An upper layer of fine gravel allows some water movement and aeration of the substrate, while allowing only very fine debris to fall through

A substrate composed of fine sand is subject to development of anaerobic substrate areas (which may release toxins (that are very harmful to livestock) when disturbed) even after only a few months - by using only a thin layer of sand, sifting through sand regularly, adding sand sifting livestock etc, anaerobic pockets are unlikely to develop

A substrate composed of coarse gravel allows the most water/air movement but also quickly traps loads of debris, it’s also rather less preferred by plants

The Aquarium Soil manufactured products tend to support good plant growth while also remaining more permeable to water/air movement - a considerable amount of R&D has gone into these products re “suitable for aquarium garden” usage.

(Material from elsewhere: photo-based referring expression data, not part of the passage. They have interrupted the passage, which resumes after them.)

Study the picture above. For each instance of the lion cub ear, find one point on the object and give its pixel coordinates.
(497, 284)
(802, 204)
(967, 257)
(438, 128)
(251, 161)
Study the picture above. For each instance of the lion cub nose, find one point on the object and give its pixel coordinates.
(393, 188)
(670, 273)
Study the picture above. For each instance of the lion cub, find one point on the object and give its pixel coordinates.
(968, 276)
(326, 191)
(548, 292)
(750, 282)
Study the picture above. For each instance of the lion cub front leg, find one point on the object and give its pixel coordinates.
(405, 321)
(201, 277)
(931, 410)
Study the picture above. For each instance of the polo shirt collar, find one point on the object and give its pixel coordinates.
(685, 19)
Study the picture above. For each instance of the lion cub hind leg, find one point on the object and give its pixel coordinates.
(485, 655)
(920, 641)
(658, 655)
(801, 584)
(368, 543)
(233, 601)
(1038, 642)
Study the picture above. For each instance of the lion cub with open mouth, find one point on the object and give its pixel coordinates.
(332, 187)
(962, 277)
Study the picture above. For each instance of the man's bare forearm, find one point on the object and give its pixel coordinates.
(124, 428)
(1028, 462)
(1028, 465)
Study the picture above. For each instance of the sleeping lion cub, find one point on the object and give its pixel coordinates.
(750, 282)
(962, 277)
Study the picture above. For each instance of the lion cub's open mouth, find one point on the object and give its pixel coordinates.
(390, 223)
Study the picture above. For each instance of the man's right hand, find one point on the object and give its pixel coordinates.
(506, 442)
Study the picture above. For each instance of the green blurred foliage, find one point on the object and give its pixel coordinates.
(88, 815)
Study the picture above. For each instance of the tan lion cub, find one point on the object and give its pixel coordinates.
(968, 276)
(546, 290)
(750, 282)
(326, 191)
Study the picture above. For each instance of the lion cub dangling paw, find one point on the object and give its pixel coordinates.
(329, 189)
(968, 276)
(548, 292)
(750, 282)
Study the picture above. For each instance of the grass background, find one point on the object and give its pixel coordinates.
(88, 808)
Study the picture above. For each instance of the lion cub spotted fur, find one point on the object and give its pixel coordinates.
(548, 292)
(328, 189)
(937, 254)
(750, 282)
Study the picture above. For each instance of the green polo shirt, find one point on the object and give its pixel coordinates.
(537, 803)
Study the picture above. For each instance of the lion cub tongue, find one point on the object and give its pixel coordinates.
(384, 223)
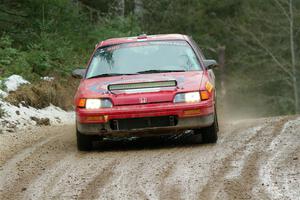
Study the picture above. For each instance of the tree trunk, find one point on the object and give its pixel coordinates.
(121, 7)
(293, 58)
(138, 7)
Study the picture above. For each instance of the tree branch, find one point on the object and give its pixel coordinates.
(283, 10)
(268, 51)
(11, 13)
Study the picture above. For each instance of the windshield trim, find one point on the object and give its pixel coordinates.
(168, 40)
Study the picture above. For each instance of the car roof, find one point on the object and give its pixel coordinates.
(144, 37)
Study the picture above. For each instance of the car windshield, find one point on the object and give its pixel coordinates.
(143, 57)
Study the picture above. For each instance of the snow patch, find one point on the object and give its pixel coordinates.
(20, 117)
(47, 78)
(13, 82)
(3, 94)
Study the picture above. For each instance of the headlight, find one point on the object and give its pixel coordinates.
(97, 103)
(190, 97)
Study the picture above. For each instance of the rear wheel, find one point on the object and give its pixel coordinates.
(84, 142)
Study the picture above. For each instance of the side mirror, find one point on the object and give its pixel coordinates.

They tend to be a more consistent product over production runs, and distribution


Products such as Pond Soils, Aquatic Composts, John Innes No 1, 3 etc are usually more diverse in their composition with various sources (for the components) for what goes into the bag - they are typically manufactured to a final product analysis of minimums/maximums
They have not typically been developed for aquarium use and make no claims of livestock safety in such a small water volume - so use with caution and contact the manufacturer for composition details (in some other threads on this topic, dw1305 has provided some good details)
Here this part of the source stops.